Perhaps what your dealer is suggesting applies to getting the sail tuned for it's mid range.
Sure, you can "overdo" the downhaul, but it's hard to do so without breaking the downhaul line or something, and I've never seen extra downhaul affect the camber rotation unless you don't add the requisite amount of outhaul to match the amount of downhaul.
Downhaul/outhaul need to be adjusted together so you maintain some balance in the rig.
Lot's of downhaul and no outhaul is most likely just as bad as minimal downhaul and way too much outhaul.
Anyone who says harness lines need to be long, on a wide board like the F-Type just doesn't get what we are trying to achieve here.

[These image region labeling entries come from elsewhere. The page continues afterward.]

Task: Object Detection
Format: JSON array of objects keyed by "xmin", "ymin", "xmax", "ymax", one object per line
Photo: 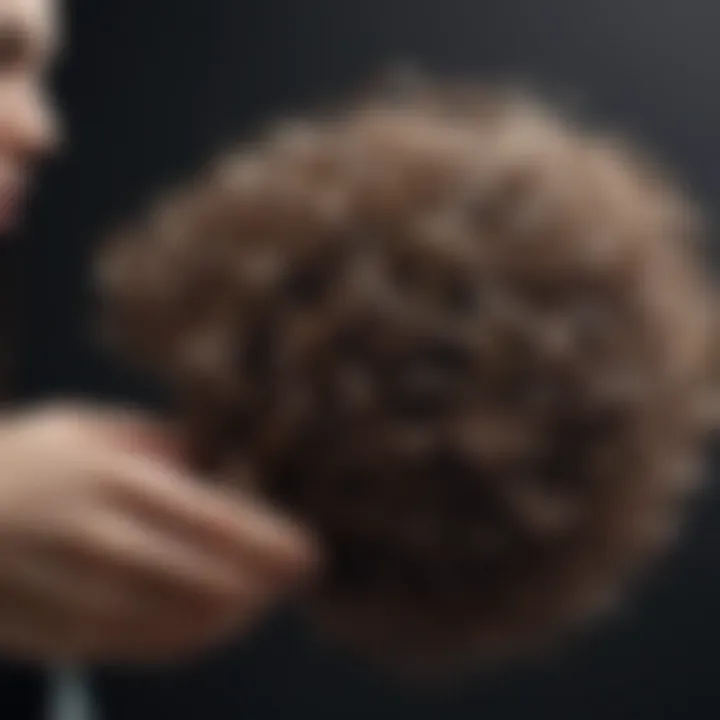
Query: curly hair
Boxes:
[{"xmin": 94, "ymin": 87, "xmax": 716, "ymax": 668}]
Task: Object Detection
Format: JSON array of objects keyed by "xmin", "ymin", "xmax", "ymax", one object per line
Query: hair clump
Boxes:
[{"xmin": 100, "ymin": 87, "xmax": 715, "ymax": 666}]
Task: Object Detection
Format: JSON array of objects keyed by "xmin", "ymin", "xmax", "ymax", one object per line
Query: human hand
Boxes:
[{"xmin": 0, "ymin": 407, "xmax": 316, "ymax": 663}]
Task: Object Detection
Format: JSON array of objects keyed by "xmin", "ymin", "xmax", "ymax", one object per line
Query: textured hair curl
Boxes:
[{"xmin": 98, "ymin": 81, "xmax": 716, "ymax": 667}]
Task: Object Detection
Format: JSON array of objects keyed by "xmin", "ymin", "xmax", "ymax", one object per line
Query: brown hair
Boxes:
[{"xmin": 94, "ymin": 88, "xmax": 714, "ymax": 676}]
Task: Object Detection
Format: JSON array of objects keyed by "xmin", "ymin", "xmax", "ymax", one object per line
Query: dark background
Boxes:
[{"xmin": 9, "ymin": 0, "xmax": 720, "ymax": 720}]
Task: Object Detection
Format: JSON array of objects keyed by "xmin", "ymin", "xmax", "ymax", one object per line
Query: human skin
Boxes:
[{"xmin": 0, "ymin": 0, "xmax": 316, "ymax": 663}]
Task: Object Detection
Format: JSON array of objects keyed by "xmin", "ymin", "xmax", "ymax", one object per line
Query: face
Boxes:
[{"xmin": 0, "ymin": 0, "xmax": 58, "ymax": 233}]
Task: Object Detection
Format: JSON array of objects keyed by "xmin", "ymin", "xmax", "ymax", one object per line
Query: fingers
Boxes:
[
  {"xmin": 0, "ymin": 532, "xmax": 284, "ymax": 663},
  {"xmin": 102, "ymin": 457, "xmax": 319, "ymax": 582}
]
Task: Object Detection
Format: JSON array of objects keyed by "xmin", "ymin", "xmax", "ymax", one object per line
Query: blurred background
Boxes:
[{"xmin": 5, "ymin": 0, "xmax": 720, "ymax": 720}]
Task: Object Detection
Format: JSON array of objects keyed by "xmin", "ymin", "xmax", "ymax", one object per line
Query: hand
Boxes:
[{"xmin": 0, "ymin": 408, "xmax": 315, "ymax": 663}]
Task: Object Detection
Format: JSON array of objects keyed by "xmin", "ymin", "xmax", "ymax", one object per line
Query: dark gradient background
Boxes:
[{"xmin": 9, "ymin": 0, "xmax": 720, "ymax": 720}]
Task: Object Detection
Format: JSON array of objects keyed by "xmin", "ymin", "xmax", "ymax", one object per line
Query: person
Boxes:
[{"xmin": 0, "ymin": 0, "xmax": 317, "ymax": 664}]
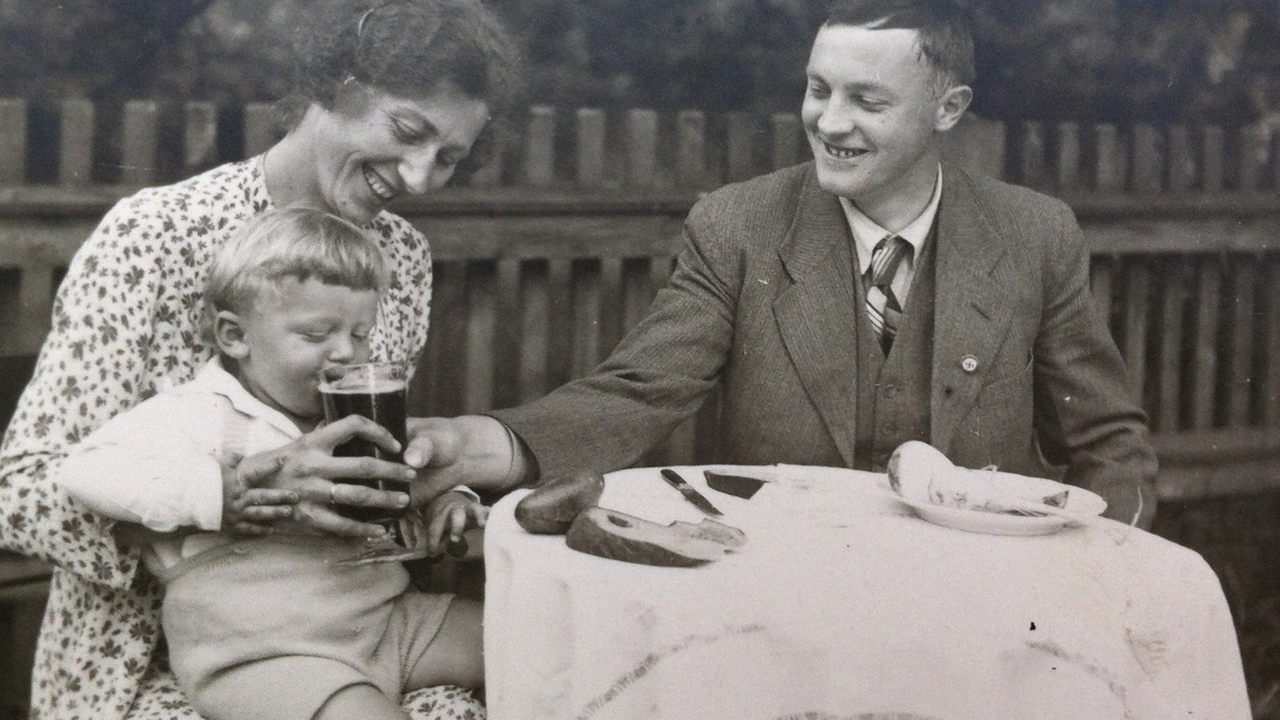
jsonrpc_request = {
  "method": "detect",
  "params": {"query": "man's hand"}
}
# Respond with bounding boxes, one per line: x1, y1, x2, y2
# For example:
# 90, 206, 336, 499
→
422, 491, 489, 557
223, 415, 415, 537
404, 415, 532, 507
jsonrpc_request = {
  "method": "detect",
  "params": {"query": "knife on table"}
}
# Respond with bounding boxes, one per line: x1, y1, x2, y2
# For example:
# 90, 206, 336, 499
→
662, 468, 723, 515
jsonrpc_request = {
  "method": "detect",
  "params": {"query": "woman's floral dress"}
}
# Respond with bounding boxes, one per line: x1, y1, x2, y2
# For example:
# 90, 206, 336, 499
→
0, 159, 483, 720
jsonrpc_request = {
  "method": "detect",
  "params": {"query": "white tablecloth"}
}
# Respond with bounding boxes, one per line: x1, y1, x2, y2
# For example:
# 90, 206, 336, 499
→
484, 466, 1249, 720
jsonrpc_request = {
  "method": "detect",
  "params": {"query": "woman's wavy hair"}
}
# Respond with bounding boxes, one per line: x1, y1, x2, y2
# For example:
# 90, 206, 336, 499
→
280, 0, 520, 182
205, 206, 389, 336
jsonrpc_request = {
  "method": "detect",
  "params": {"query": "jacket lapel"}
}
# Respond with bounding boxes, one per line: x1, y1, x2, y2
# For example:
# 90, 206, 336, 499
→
773, 169, 858, 465
931, 165, 1016, 452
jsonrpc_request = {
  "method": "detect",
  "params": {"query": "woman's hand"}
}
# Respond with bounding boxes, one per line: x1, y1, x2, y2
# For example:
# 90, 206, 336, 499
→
223, 415, 416, 537
404, 415, 534, 507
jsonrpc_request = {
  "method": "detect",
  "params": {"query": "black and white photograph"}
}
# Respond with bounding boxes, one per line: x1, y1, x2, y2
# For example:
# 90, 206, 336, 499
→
0, 0, 1280, 720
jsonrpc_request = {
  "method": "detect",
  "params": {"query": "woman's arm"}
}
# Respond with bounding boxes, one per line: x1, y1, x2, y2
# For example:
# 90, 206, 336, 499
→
0, 191, 165, 588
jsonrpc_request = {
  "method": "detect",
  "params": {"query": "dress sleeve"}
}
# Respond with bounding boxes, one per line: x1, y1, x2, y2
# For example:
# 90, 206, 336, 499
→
54, 395, 223, 533
0, 191, 172, 588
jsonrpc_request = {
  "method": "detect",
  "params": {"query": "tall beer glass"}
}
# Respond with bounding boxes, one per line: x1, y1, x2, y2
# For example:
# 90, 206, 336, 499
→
320, 363, 426, 562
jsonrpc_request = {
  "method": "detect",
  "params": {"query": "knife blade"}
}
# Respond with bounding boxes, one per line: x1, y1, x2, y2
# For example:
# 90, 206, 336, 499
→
662, 468, 723, 515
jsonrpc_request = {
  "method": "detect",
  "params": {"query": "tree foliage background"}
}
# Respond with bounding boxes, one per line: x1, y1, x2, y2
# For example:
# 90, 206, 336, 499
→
0, 0, 1280, 123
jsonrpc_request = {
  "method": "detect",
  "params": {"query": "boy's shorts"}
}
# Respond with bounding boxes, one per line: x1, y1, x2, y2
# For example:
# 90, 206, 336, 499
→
156, 536, 453, 720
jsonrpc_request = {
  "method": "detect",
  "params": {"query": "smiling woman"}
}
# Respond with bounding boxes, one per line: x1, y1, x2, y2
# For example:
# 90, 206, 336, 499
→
0, 0, 517, 720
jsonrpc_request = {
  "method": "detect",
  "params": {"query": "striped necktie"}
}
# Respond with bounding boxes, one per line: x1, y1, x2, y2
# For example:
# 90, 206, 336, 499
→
867, 234, 911, 355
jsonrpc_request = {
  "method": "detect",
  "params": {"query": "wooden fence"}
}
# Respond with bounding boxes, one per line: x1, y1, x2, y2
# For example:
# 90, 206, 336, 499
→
0, 100, 1280, 497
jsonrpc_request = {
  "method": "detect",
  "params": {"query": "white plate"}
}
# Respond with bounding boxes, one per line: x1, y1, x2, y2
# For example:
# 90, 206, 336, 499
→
886, 480, 1107, 536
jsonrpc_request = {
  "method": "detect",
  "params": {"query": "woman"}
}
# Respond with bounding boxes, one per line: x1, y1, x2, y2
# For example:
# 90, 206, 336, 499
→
0, 0, 516, 719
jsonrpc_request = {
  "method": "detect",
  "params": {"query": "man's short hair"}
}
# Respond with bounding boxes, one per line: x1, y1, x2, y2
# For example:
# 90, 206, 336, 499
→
205, 206, 388, 320
823, 0, 975, 87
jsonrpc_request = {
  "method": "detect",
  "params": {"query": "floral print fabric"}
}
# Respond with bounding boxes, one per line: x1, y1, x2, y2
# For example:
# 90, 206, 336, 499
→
0, 158, 448, 720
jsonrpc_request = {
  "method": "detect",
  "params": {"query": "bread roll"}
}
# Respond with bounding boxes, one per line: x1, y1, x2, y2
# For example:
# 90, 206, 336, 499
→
516, 471, 604, 536
564, 507, 746, 568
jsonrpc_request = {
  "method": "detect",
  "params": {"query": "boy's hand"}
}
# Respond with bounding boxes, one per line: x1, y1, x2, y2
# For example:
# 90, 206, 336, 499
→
223, 457, 300, 536
422, 489, 489, 557
224, 415, 415, 538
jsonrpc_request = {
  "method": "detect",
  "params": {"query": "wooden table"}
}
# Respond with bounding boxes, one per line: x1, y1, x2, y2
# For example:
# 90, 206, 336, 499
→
485, 466, 1249, 720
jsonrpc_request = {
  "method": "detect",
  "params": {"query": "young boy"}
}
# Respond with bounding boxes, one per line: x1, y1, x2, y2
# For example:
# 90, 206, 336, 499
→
58, 209, 485, 720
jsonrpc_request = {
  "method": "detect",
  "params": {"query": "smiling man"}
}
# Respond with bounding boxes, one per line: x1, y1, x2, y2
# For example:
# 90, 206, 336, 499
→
406, 0, 1156, 527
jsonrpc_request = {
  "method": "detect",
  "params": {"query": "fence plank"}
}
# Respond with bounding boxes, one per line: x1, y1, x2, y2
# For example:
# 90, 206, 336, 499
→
1192, 258, 1222, 430
571, 261, 604, 378
1124, 259, 1151, 400
575, 108, 605, 188
1093, 124, 1125, 192
0, 99, 27, 186
244, 102, 280, 158
1258, 261, 1280, 428
513, 261, 559, 404
58, 97, 93, 187
525, 105, 556, 187
460, 263, 494, 415
120, 100, 160, 187
769, 113, 804, 170
1089, 258, 1116, 324
724, 113, 756, 182
1152, 259, 1190, 433
1226, 255, 1257, 428
1015, 120, 1050, 191
544, 258, 575, 391
1133, 124, 1164, 195
1167, 126, 1198, 192
943, 113, 1005, 178
627, 110, 658, 188
676, 110, 708, 188
182, 102, 218, 176
1201, 126, 1226, 193
1056, 123, 1083, 191
1238, 123, 1271, 192
595, 258, 626, 363
488, 258, 524, 407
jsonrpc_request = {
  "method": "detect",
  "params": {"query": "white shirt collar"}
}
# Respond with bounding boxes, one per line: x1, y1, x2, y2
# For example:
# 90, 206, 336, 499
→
180, 356, 302, 438
840, 164, 942, 275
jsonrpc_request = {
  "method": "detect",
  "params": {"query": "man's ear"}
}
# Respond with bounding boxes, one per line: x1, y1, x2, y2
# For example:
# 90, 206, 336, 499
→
933, 85, 973, 132
214, 310, 248, 360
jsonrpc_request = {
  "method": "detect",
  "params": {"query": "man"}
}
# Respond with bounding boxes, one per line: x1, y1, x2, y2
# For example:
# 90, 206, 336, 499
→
407, 0, 1156, 527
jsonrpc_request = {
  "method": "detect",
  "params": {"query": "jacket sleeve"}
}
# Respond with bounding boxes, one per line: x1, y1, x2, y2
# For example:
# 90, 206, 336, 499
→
1034, 202, 1156, 524
492, 193, 740, 478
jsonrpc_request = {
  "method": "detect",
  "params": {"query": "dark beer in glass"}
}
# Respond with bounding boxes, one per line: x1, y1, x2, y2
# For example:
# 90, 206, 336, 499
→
320, 363, 408, 523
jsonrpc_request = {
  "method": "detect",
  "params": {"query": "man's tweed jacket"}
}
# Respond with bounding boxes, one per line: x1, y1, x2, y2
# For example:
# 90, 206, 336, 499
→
494, 164, 1156, 520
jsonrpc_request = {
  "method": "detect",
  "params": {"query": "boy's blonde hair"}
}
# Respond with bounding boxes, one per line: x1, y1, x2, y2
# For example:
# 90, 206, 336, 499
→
205, 206, 388, 327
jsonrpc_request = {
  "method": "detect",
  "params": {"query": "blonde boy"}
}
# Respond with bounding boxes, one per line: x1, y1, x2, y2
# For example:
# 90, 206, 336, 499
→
58, 209, 485, 720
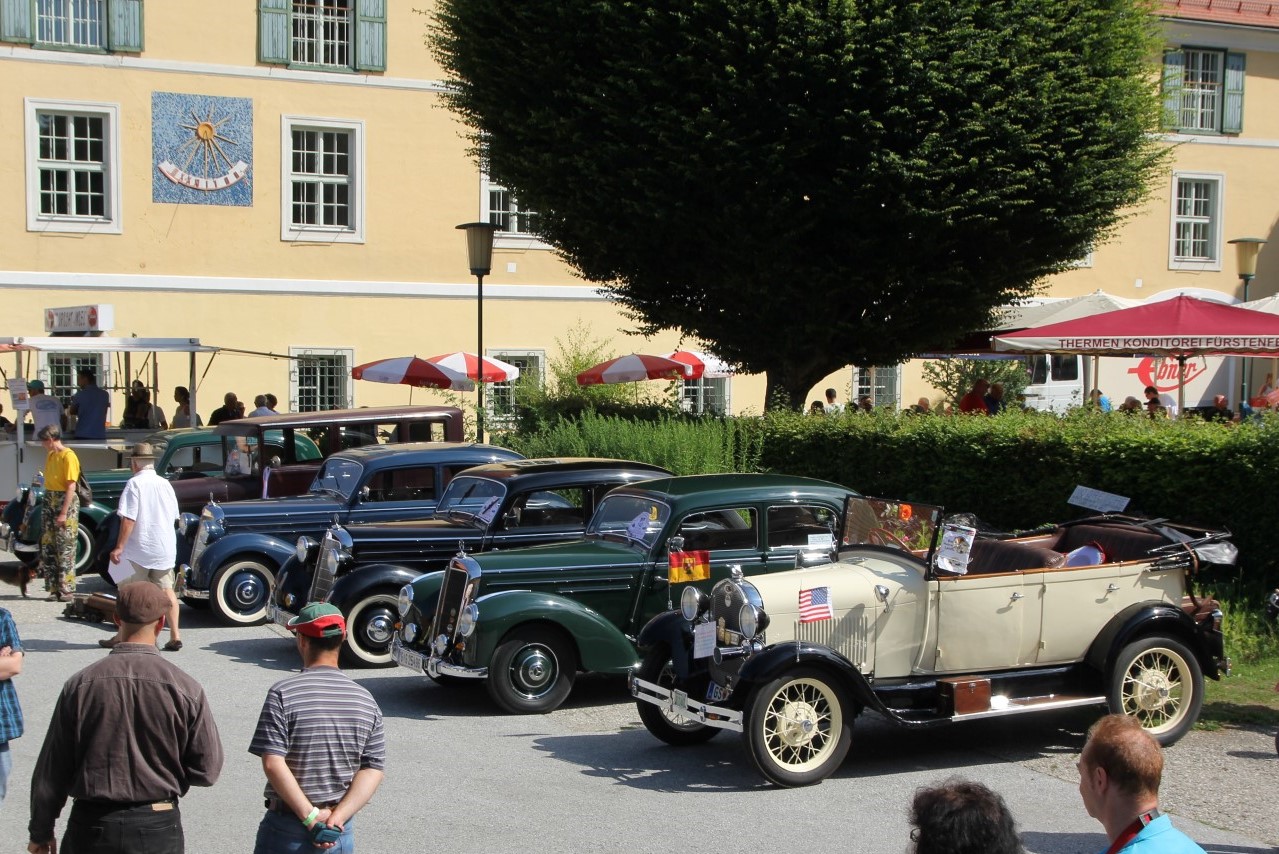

For sailing upwind, and reaching, the lines need to be adjusted so your entire body weight in on the harness and there is almost no pull on your arms.
How long is this..........? it's entirely dependent on your physical size, the length of your arrms, the width of your board.
You want to be in the "figure 7" stance, with your arms fully extended (maybe even with your shoulders rolled forward some) so your upper body is as far from the rig as it can go and you still can get your hands on the boom.
BUT, the lines may be quite short as the harness and lines need to "lift your butt" to get all your weight on the rig. The harness lines are not "lifting your butt" up off the board, but rather supporting your butt in the "figure 7" stance with all your weight on the harness and your arms fully extended.
To sail downwind, really deep, on a formula board, you do adjust your harness lines quite long, but you also bag the sail out by releasing most of/all the outhaul to make the sail efficient that far off the wind.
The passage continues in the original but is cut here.